Grilled Plum Caprese Salad

ACTIVE TIME: 20 MIN. I TOTAL TIME: 45 MIN. I SERVES: 4

Ingredients:

  • 1/4 cup olive oil
  • 1 cup cherry tomatoes
  • 1 small yellow onion, thinly sliced
  • 1 tablespoon minced garlic
  • 3 tablespoons freshly chopped basil
  • 2 balls of burrata, at room temperature
  • 2 – 4 splices of prosciutto, torn into small pieces
  • ~ 1 lbs. plums or cherry plums
  • 2 teaspoons honey or mikes hot honey
  • 50/50 Baby Spinach & Spring Mix Blend
  • Pepitas (pumpkin seeds)
  • Balsamic glaze
  • Kosher salt

Instructions:

  1. Preheat oven to 420°.
  2. In a small baking dish, add 2 tablespoons of olive oil, the cherry tomatoes, sliced onions, garlic and chopped basil.
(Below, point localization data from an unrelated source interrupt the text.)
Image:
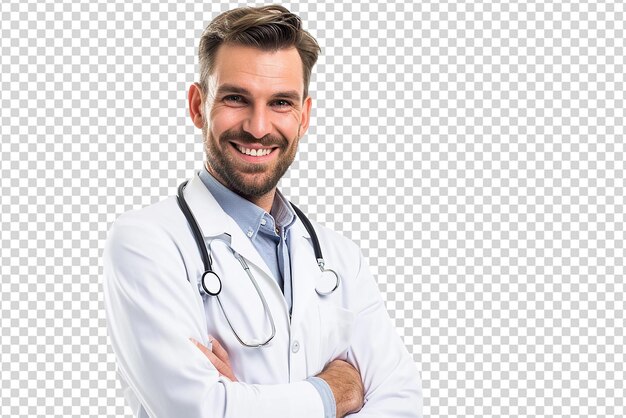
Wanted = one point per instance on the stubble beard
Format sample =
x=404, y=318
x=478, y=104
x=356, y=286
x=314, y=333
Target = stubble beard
x=229, y=171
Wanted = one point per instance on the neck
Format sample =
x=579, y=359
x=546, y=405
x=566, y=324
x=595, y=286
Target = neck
x=265, y=201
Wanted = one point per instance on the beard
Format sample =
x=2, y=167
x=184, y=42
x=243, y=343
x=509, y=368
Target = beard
x=249, y=180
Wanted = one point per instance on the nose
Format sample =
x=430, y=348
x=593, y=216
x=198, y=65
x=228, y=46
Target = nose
x=258, y=123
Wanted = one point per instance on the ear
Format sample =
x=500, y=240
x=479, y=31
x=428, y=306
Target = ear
x=306, y=115
x=196, y=105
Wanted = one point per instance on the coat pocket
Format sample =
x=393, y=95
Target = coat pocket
x=336, y=326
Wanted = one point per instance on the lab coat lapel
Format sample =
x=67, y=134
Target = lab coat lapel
x=304, y=270
x=213, y=222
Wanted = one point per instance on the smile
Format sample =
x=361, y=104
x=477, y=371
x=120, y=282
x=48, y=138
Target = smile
x=255, y=152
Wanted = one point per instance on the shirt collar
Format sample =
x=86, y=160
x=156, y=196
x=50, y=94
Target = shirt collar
x=245, y=213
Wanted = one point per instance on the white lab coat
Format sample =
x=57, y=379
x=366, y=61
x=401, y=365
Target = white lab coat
x=152, y=267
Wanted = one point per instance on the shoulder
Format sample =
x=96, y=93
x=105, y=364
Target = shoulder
x=156, y=219
x=151, y=231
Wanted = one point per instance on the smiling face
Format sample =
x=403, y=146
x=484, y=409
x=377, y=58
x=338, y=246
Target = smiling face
x=256, y=116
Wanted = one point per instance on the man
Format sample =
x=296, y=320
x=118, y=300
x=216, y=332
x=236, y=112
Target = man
x=278, y=346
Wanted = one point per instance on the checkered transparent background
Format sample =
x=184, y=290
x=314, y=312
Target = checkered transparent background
x=474, y=151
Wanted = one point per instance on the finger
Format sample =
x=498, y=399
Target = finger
x=219, y=350
x=221, y=367
x=224, y=369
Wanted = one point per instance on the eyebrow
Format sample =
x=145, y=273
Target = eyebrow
x=231, y=88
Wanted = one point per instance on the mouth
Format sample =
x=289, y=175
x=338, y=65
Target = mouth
x=254, y=152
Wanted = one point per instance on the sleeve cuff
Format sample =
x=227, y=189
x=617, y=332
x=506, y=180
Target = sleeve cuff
x=328, y=399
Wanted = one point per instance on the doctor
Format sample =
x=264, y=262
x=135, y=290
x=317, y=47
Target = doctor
x=224, y=301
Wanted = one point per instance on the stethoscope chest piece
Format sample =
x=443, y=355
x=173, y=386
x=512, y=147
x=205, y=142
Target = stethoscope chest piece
x=327, y=282
x=211, y=283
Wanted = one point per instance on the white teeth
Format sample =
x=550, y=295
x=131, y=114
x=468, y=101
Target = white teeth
x=254, y=152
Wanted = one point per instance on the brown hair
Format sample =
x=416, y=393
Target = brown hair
x=269, y=28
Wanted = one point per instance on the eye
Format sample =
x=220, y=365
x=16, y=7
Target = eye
x=282, y=103
x=234, y=98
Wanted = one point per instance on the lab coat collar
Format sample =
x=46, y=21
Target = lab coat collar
x=214, y=222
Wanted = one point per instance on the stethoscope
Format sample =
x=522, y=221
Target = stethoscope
x=211, y=283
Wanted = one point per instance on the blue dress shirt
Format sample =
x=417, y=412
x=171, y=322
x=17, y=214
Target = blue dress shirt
x=269, y=233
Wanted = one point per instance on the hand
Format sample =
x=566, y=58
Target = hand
x=345, y=382
x=218, y=357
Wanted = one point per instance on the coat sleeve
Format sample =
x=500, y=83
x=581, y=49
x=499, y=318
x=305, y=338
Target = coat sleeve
x=152, y=311
x=390, y=376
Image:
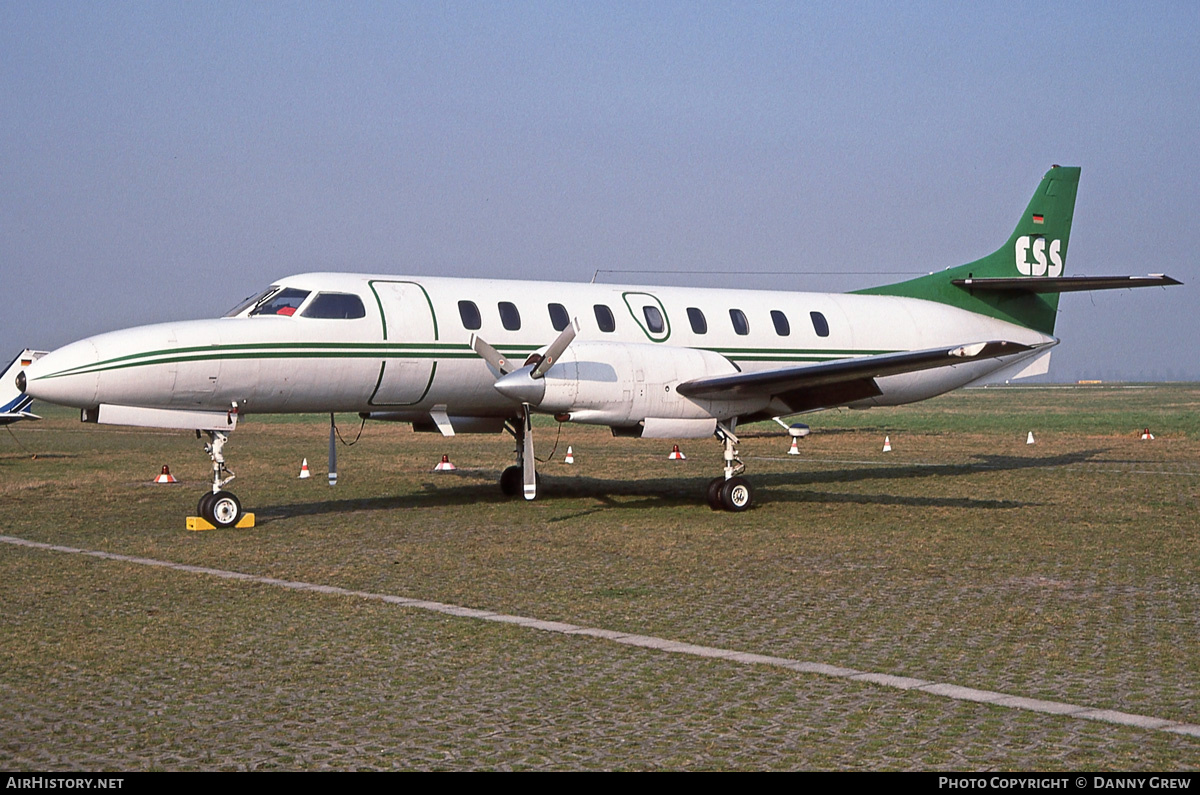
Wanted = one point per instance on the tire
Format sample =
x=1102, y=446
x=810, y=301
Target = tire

Season with kosher salt.
  3. Place the tomatoes in the oven and bake for 35-45 minutes or until the they blister and blacken slightly. Set aside to cool.
  4. While the tomatoes are roasting, slice the plums in half and carefully remove the pits. Drizzle the honey on a plate and lay the plums face down, allowing them to soak up the honey while you preheat the grill to 400°.
  5. Place the plums face down on the top rack of the grill. Cook for about 6 minutes before removing and placing back onto the honey plate and allowing them to cool with the roasted tomatoes.
  6. Assemble the salad by starting with a large helping of washed baby spinach and spring mix in a salad bowl. Next, add the roasted tomatoes/onions and torn prosciutto. Gently split the burrata balls and place them on top. Finish with the grilled plums and a sprinkle of pepitas.
  7. Serve with a generous drizzle of balsamic glaze and the remaining olive oil.